Whenever my first baby, Will, was born my whole world was flipped upside down (in a very good way). But I had to very quickly become accustomed to a brand new way of life. Every decision I made I always worried that I was making the wrong decision. I would second guess myself about everything: whether to keep nursing or switch to bottles, which diapers to use, which formula, should I keep swaddling him, the list could go on and on and on. This is called Mommy guilt. If you don't get it under control quickly, it can consume you. Even when Ella came along, and I thought I was an old pro at this baby stuff, the Mommy guilt was still there, and this time it was worse. Now I was worried I was making the wrong choices for 2 other lives not just one. At some point I do believe B actually told me I needed to chill out (gasp, the horror! now I know why my mom use to get so mad when we told her to calm down, or as my dad would say "calmy downy").
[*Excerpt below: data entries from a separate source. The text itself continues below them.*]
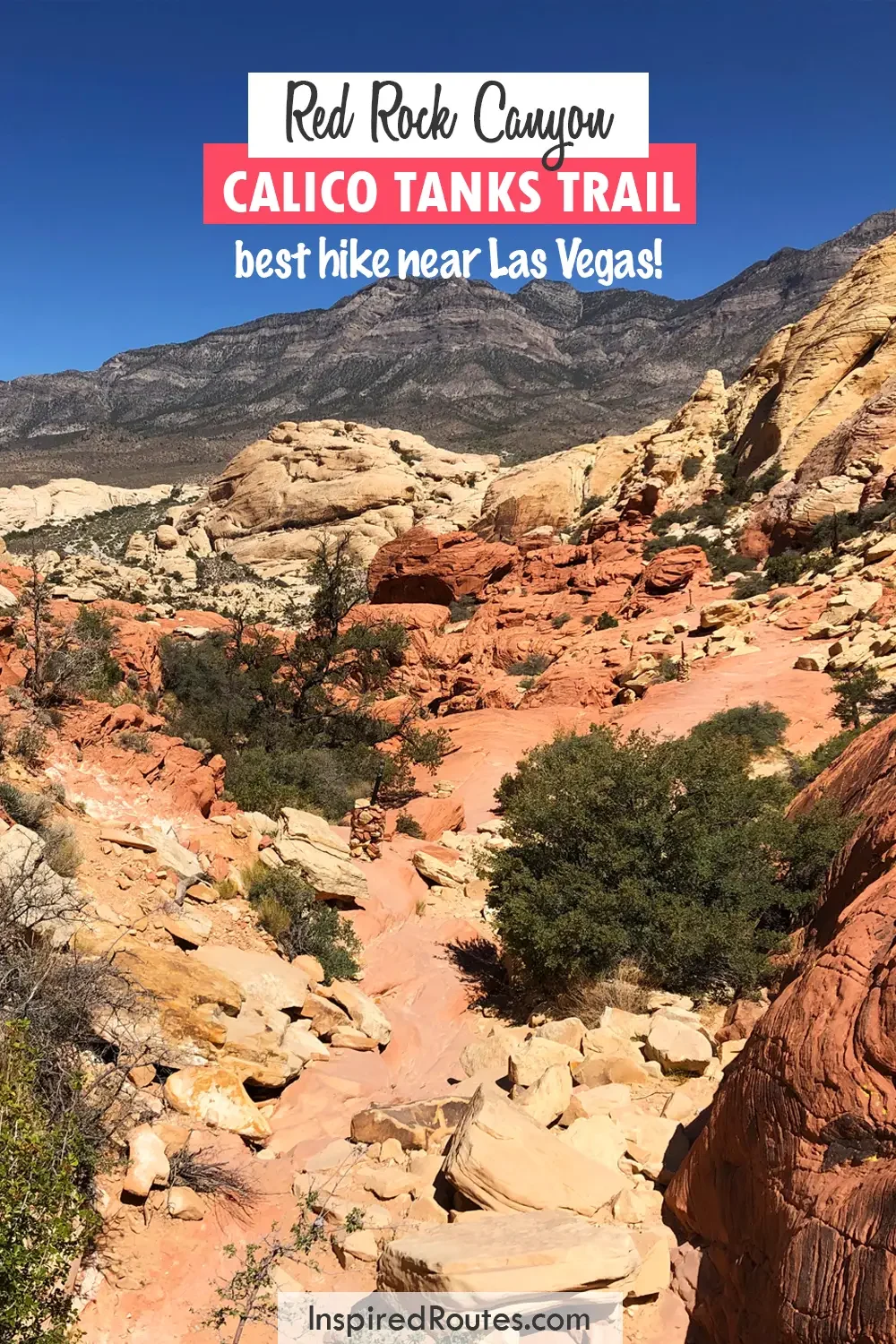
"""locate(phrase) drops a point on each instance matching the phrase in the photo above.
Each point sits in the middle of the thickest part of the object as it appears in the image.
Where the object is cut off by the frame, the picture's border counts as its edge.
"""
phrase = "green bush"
(301, 924)
(46, 1215)
(759, 725)
(665, 852)
(409, 825)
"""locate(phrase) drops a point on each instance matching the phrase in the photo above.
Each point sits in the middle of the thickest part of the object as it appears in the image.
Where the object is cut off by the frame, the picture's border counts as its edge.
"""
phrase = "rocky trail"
(723, 1164)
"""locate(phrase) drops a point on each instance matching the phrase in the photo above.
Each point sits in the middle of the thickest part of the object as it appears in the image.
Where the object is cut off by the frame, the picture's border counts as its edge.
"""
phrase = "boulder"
(598, 1137)
(727, 612)
(501, 1159)
(148, 1164)
(263, 976)
(677, 1046)
(524, 1253)
(217, 1097)
(530, 1058)
(422, 567)
(327, 870)
(367, 1016)
(185, 1204)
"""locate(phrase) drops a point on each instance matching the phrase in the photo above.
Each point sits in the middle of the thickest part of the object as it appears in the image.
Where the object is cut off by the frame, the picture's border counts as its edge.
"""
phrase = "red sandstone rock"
(422, 567)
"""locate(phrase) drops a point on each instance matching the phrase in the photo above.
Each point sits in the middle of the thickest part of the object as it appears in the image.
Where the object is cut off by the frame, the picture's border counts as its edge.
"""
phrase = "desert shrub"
(46, 1219)
(61, 849)
(856, 693)
(30, 745)
(409, 825)
(463, 607)
(665, 852)
(759, 725)
(26, 809)
(533, 664)
(300, 924)
(785, 567)
(214, 1177)
(296, 728)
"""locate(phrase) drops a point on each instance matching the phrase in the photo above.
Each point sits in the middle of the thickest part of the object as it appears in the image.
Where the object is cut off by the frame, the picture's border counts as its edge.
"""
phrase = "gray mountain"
(460, 362)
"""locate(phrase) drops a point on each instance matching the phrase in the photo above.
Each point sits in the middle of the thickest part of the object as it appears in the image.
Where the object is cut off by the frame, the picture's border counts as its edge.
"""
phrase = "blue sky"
(104, 109)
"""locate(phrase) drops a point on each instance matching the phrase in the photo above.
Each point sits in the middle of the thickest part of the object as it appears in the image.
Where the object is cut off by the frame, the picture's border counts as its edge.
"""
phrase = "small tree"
(856, 691)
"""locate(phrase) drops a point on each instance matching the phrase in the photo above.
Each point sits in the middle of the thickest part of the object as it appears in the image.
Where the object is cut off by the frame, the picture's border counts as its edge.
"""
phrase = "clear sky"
(105, 107)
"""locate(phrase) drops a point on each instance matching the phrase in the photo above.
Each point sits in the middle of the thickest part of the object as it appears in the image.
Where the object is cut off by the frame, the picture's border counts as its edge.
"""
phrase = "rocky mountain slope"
(462, 363)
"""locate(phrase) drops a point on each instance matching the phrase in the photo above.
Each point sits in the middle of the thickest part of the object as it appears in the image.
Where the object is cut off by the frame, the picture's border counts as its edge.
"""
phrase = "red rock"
(422, 567)
(435, 816)
(675, 569)
(740, 1018)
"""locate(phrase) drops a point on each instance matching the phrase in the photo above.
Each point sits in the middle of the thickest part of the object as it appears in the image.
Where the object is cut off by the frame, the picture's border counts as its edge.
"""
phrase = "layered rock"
(280, 496)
I believe that Mommy guilt is something that I will always have to contend with, but eventually I had to realize that I was doing the very best that I could (I actually did need to chill out), I wasn't always going to make the right decisions, but so goes life.
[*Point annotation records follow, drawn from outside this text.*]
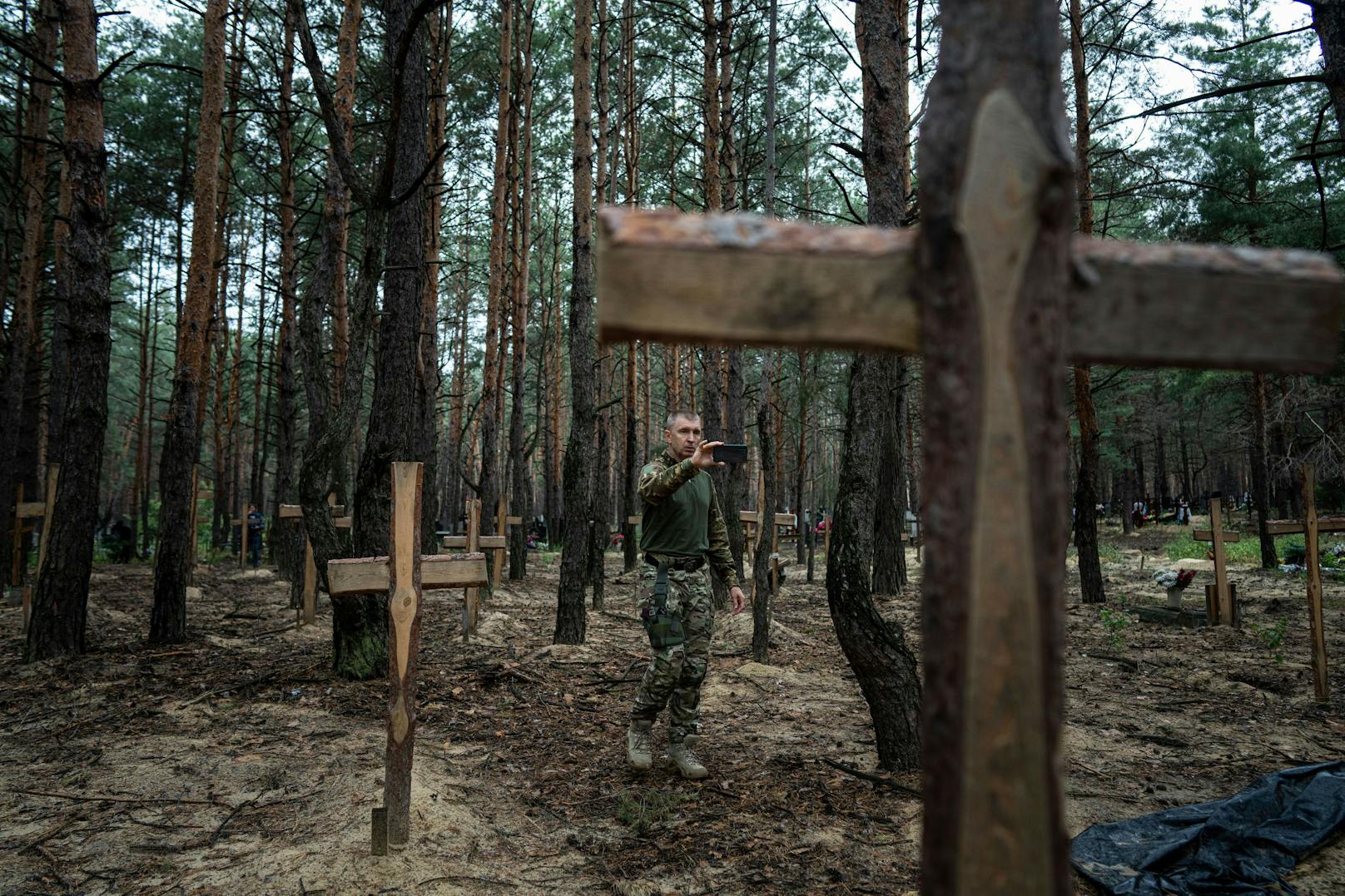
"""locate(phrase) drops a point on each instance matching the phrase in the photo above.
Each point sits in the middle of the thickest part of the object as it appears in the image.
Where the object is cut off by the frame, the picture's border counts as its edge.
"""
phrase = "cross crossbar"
(370, 575)
(742, 279)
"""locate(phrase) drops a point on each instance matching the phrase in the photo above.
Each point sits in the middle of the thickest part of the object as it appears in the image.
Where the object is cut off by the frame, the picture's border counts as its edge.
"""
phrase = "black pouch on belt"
(663, 626)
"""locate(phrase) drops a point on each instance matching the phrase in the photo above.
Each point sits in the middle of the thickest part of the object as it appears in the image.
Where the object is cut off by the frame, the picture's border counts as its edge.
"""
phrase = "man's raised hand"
(703, 457)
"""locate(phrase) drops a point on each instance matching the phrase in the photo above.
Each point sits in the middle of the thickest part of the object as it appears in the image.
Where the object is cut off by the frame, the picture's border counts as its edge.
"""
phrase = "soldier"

When I became a runner (runner? jogger? whats the difference really?) I began to feel a similar feeling that I came to know as Runner's Guilt. This is when you have your training plan all set out, a mileage goal that you want to reach, and then this thing called Life gets in the way and you miss a run or two, and feel guilty about it. Now, this may just be me. Other runners may not feel this way and just skip a run and not feel one bit sorry about it. I'm crazy though, and in my crazy mind this all makes perfect sense. Now, when I first started running, the guilt hit me HARD. If I missed a run I would be devastated and think that all of my training and hard work had gone to crap. Pretty irrational, I'll admit. Eventually, just like with "Mommy guilt" I had to, dare I say it, CHILL OUT! One missed run was not going to be the end of me. Sometimes I just have to give myself a break. I am, however, my toughest critic.
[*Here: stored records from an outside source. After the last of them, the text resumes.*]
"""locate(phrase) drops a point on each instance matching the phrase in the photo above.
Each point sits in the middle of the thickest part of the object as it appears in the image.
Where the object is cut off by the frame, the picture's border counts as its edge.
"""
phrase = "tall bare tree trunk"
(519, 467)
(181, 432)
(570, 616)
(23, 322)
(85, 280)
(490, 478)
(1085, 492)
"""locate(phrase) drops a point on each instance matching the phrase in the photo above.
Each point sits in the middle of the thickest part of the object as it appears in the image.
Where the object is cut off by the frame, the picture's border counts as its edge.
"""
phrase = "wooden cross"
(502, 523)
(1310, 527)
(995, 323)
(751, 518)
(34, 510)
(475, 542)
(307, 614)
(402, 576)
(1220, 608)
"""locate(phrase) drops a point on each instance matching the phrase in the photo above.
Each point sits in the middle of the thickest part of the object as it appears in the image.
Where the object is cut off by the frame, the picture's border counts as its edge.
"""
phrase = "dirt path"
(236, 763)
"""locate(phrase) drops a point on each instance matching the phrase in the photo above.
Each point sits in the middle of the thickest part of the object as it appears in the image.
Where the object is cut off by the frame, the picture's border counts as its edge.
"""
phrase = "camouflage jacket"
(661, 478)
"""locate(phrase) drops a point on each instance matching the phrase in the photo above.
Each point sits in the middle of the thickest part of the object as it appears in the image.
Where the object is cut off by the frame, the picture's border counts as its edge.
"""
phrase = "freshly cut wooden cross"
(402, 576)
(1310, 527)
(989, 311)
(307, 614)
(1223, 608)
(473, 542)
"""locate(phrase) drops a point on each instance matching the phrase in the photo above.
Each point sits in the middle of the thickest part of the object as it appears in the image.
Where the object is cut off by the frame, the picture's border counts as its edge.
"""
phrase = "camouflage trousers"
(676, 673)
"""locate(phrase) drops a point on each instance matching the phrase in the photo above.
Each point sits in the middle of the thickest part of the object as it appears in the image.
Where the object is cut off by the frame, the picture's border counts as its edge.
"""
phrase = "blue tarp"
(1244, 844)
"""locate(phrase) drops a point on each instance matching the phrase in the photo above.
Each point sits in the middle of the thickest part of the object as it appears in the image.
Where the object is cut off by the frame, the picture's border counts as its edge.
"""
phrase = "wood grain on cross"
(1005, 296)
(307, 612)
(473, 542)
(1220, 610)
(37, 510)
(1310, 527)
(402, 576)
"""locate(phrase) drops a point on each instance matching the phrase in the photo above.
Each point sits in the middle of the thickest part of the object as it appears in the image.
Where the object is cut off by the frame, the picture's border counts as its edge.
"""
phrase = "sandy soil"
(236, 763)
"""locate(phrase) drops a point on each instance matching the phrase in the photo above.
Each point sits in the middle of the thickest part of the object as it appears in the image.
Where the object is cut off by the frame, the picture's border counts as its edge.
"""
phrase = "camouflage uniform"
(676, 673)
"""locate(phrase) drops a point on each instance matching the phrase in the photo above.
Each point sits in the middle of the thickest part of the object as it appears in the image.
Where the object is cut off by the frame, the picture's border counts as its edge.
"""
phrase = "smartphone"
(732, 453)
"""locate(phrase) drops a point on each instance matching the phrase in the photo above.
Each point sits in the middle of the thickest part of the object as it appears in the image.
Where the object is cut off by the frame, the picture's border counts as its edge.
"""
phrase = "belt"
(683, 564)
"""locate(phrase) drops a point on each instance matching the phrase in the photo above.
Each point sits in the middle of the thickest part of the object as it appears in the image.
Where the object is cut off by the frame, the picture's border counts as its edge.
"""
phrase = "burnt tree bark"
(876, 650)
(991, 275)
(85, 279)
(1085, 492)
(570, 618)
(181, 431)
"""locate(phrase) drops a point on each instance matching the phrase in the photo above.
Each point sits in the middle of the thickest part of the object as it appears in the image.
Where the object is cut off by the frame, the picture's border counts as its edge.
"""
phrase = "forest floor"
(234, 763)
I promise, I have a point:
So last night I had 3 miles on the plan. Got home from a birthday dinner for my mom. The plan was to put the kids in bed and then run. But then my princess wanted me to rock her, and keep rocking her, and keep rocking her. Well folks, I'll be the first to admit, that rocking my sweet girl is going to beat running any.day.of.the.week.
Mommy guilt trumps runners guilt

They are only little once!
When I see this princess:
I still see this little baby:

And my big boy:
Will always be this chubby cheeked baby:
the sleeping princeBrother and sister love



1 comment:

  1. I still see them as the cutie pie babies they were too. It was just the other day, right!?!